The below two articles suggest that there may be a need for a consistent statement (the transformational 2015 FAA Reauthorization bill?) of what the United States international aviation safety policy is or what its goals should be. The current statutory and regulatory statements of the FAA’s international mission are based on a global aviation market in which America dominated in both the aircraft buyer and aircraft manufacturer segments. The Congressional expectations of how the FAA would attain its international mission have changed; it is clear by the trend of the past 10-20 years of budget bills that the FAA has to use a shrinking roster to meet increasing domestic and global regulatory responsibilities.
There was a time when the FAA had adequate resources to surveil all of its certificates. There was a time when a majority of the aviation buyers’ market (operators) and a majority of the Original Equipment Manufacturers were located in the US. Those facts provided a different platform for overseas actions.
The present domestic reality is that the FAA staffing requires innovative techniques (Safety Management Systems, Safety Assurance System and System Approach for Safety Oversight) to attain a level of coverage needed to assure safety. Risk analyses generated by these programs point FAA field personnel to points requiring attention. These innovative systems allow the FAA to do more with less. The demand for FAA services by the users has not diminished and the complexities of these regulatory tasks are ever more demanding.
For its international responsibilities, the personnel equation is similarly restricted; embassies are no longer willing to support FAA positions. At the same time, foreign requests for FAA approvals (OEMs, repair stations, manufacturing subcontracting, etc.) are growing. Consequently the FAA now must rely on delegation of authority to COMPETENT civil aviation authorities around the world.

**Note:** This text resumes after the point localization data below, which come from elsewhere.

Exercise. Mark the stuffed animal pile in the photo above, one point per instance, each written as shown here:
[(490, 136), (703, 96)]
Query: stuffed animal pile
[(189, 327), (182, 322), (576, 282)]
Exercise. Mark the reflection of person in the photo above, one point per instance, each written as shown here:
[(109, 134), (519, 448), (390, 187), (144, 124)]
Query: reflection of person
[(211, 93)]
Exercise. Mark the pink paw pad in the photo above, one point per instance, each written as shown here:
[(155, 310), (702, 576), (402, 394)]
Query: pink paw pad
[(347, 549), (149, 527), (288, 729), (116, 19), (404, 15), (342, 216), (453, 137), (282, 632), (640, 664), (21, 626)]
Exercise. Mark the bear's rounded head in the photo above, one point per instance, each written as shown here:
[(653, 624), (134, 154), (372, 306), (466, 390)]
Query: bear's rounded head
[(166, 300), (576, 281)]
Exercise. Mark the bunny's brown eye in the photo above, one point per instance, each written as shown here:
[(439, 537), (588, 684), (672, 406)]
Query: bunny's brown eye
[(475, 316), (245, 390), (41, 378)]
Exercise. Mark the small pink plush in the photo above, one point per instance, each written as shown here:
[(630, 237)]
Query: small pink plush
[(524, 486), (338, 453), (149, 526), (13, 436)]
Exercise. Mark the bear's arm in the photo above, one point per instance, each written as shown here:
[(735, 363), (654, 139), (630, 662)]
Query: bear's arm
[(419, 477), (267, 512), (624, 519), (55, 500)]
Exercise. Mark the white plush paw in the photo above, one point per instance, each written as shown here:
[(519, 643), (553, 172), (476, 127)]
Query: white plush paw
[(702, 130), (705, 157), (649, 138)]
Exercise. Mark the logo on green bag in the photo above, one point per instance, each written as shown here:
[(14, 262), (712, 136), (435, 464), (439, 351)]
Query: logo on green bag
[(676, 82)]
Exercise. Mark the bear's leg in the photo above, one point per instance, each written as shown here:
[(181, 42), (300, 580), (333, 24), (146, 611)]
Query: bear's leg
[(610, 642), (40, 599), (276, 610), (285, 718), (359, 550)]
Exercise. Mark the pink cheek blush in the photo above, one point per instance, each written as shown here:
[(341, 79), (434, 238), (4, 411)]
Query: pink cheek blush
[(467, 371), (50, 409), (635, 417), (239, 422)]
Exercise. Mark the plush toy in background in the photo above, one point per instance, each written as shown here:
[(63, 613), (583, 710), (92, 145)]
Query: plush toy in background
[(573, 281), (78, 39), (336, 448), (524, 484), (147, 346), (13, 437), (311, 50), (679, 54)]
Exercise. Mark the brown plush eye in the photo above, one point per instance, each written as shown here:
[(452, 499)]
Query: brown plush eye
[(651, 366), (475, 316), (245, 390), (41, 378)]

To try to provide adequate surveillance over these oversees regulated entities, the FAA has created a network of Bilateral Airworthiness Agreements and Bilateral Aviation Safety Agreements. As the FAA develops confidence that other Civil Aviation Authorities are capable of meeting the same high technical competence as the FAA exhibits, it grants that CAA BAA or then BASA powers. In that recognition hierarchy, the FAA signifies that their foreign counterparts are able to do the same functions at the same level of technical expertise.
With those predicates, both of the below articles reflect a lack of comity between the US and foreign aviation safety agencies.
First and most significantly, the U.S. DOT Office of the Inspector General has found in a report that the inspectors of EASA and its member countries were not adequately trained to inspect the US certificated Part 145 repair facilities. Does this determination reflect the long held opposition of the US unions to any and all foreign repair stations? Or do the OIG auditors disrespect the technical judgment of the FAA in granting BAAs and/or BASAs[i] to
- Czech Republic,
- the EU [on behalf of its member countries],
- and the United Kingdom.
[i] Countries with BASA status are listed in BOLD.
Each of those agreements reflect long, careful consideration of the abilities of each of these CAAs; the process of granting these recognitions involved detailed, thorough reviews of the people, policies and practices of each of these governmental bodies.
That’s a long list of CAAs found by the FAA to have the ability to adequately regulate airworthiness issues. Why does the OIG ignore the FAA’s technical expertise and substitute its finding of a need for more training? (As noted by ARSA’s MacLeod in the attached article, the OIG has previously criticized the lack of training, an issue which is frequently mentioned in the union diatribes.)
Thailand is another case of a critique by the US of a foreign authority on an issue for which the FAA might be susceptible—inadequate staffing. The irony is that the US aviation safety agency has been compelled by its legislature to meet its regulatory burden with fewer staff and now to find fault with the Thai equivalent for having an inadequate inspector roster. Might it not be more appropriate for the FAA team to educate transport minister Air Chief Marshal Prajin Juntong about the value of Safety Management Systems, Safety Assurance System and System Approach for Safety Oversight to deal with such a shortage. Such an alternative might be more ingenuous.
The world of aviation is dynamic. Asia has become a major buyers’ market; the Arab world has created major airlines and hub airports; China aspires to become a major producer of all sorts of aircraft; Brazil has already reached the #3 manufacturer status. The US no longer dominates this field and it needs to develop a global aviation policy which gives due deference to other countries.
That is not to say that the FAA needs to accept lesser aviation safety standards, but Congress, the OIG, the FAA and other major aviation safety policymakers need to accept that other countries should be recognized for their technical expertise. The Wright Brothers may have invented heavier-than-air controlled, powered flight (yes, Brazil and Alberto Santos du Mont you claim to be 1st), but the US did not retain the intellectual property rights to aviation. As sovereigns deal with other sovereigns, we need to be more magnanimous in understanding about cultural and non-substantive differences between the US and the rest of the aviation world.